By Emily Ou Yong

Iron ore futures fell on Wednesday as new European Union trade barriers on steel imports darkened the demand outlook, dragging steelmaking ingredients and steel benchmarks broadly lower.

The most-traded September iron ore contract on China's Dalian Commodity Exchange (DCE) COMEX:TIO1! traded down 1.68% at 733 yuan ($107.85) a metric ton, the lowest so far this week.

The benchmark August iron ore (SZZFQ6) on the Singapore Exchange fell 1.9% to $97.05 a ton.

The European Commission unveiled quotas under a new system to limit duty-free steel imports into the EU, in a move designed ‌to protect the bloc's steel sector and increase its capacity utilization.

The new rules, which take effect on Wednesday, slash the EU's annual tariff-free import quotas by 47% to 18.3 million metric tons, while an out-of-quota duty of 50% has been introduced for 26 categories of imported steel products.

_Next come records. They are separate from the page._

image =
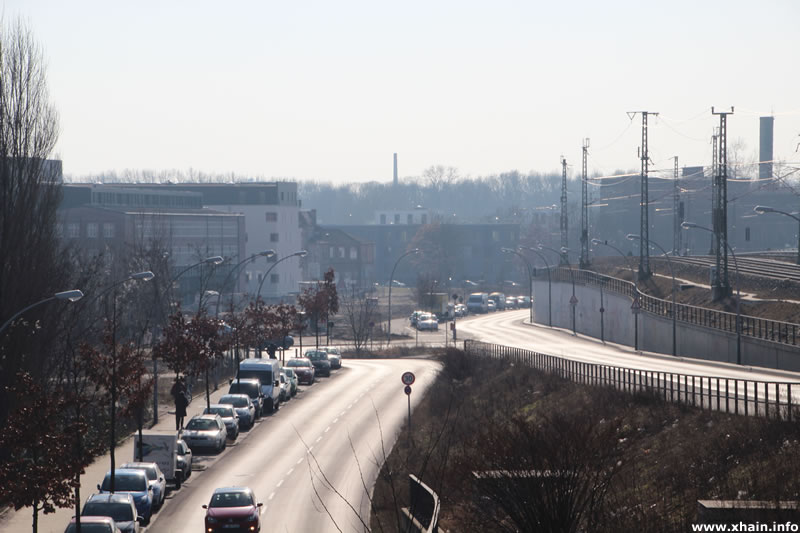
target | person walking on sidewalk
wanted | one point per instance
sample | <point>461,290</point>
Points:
<point>179,394</point>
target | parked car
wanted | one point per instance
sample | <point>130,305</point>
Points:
<point>228,415</point>
<point>319,358</point>
<point>183,459</point>
<point>233,508</point>
<point>251,387</point>
<point>135,483</point>
<point>93,524</point>
<point>156,479</point>
<point>206,431</point>
<point>334,356</point>
<point>119,506</point>
<point>244,408</point>
<point>304,369</point>
<point>290,374</point>
<point>427,322</point>
<point>286,387</point>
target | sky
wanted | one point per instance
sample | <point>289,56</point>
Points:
<point>329,90</point>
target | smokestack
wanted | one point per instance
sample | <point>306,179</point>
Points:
<point>765,147</point>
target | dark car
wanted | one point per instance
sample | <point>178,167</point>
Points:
<point>303,368</point>
<point>319,359</point>
<point>119,506</point>
<point>233,509</point>
<point>251,387</point>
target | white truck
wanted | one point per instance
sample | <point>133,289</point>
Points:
<point>160,447</point>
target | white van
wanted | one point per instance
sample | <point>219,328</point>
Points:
<point>269,372</point>
<point>478,302</point>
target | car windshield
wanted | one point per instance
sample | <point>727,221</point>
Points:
<point>200,424</point>
<point>231,499</point>
<point>120,512</point>
<point>91,528</point>
<point>125,483</point>
<point>224,412</point>
<point>236,401</point>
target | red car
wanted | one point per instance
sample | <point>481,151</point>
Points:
<point>303,368</point>
<point>233,509</point>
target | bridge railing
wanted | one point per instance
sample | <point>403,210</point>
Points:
<point>759,328</point>
<point>769,399</point>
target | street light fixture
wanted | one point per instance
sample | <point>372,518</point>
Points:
<point>692,225</point>
<point>391,282</point>
<point>761,209</point>
<point>650,242</point>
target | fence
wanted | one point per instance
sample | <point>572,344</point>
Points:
<point>759,328</point>
<point>770,399</point>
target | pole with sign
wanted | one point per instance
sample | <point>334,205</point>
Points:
<point>408,379</point>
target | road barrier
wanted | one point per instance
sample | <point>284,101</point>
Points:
<point>769,399</point>
<point>759,328</point>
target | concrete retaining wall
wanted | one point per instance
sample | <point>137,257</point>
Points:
<point>655,332</point>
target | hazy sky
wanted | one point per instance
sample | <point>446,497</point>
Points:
<point>328,90</point>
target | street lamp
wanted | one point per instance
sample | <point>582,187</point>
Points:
<point>391,282</point>
<point>761,209</point>
<point>70,296</point>
<point>549,284</point>
<point>635,305</point>
<point>300,253</point>
<point>650,242</point>
<point>530,274</point>
<point>692,225</point>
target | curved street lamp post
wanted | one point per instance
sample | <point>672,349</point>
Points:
<point>391,282</point>
<point>692,225</point>
<point>650,242</point>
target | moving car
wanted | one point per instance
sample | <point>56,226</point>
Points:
<point>135,483</point>
<point>206,431</point>
<point>292,377</point>
<point>427,322</point>
<point>244,408</point>
<point>233,508</point>
<point>119,506</point>
<point>228,415</point>
<point>319,358</point>
<point>251,387</point>
<point>304,369</point>
<point>155,478</point>
<point>93,524</point>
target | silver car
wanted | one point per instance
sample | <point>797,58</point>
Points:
<point>205,431</point>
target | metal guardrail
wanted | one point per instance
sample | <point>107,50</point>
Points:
<point>770,399</point>
<point>758,328</point>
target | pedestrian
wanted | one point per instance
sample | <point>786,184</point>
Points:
<point>179,394</point>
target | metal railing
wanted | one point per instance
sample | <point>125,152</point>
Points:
<point>758,328</point>
<point>769,399</point>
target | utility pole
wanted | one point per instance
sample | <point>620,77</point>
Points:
<point>677,214</point>
<point>584,261</point>
<point>719,211</point>
<point>564,260</point>
<point>644,228</point>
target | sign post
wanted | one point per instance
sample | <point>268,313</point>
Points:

Weak steel demand in top consumer China also weighed on iron ore prices.

Chinese steelmaker Zenith Steel cut its early-July prices for rebar, typically used in construction, by 50 yuan per ton, data from consultancy Mysteel showed, reflecting falling steel demand that has been dragged down by a persistent property market downturn.

Other steelmaking ingredients on the DCE also weakened, with coking coal NYMEX:ACT1! and coke (DCJcv1) down 1.06% and 2.38%, respectively.

Steel benchmarks on the Shanghai Futures Exchange were mixed. Rebar SGX:RBF1! fell 0.55%, hot-rolled coil COMEX:EHR1! dropped 0.79%, wire rod (SWRcv1) traded flat and stainless steel COMEX:HRC1! shed 0.03%.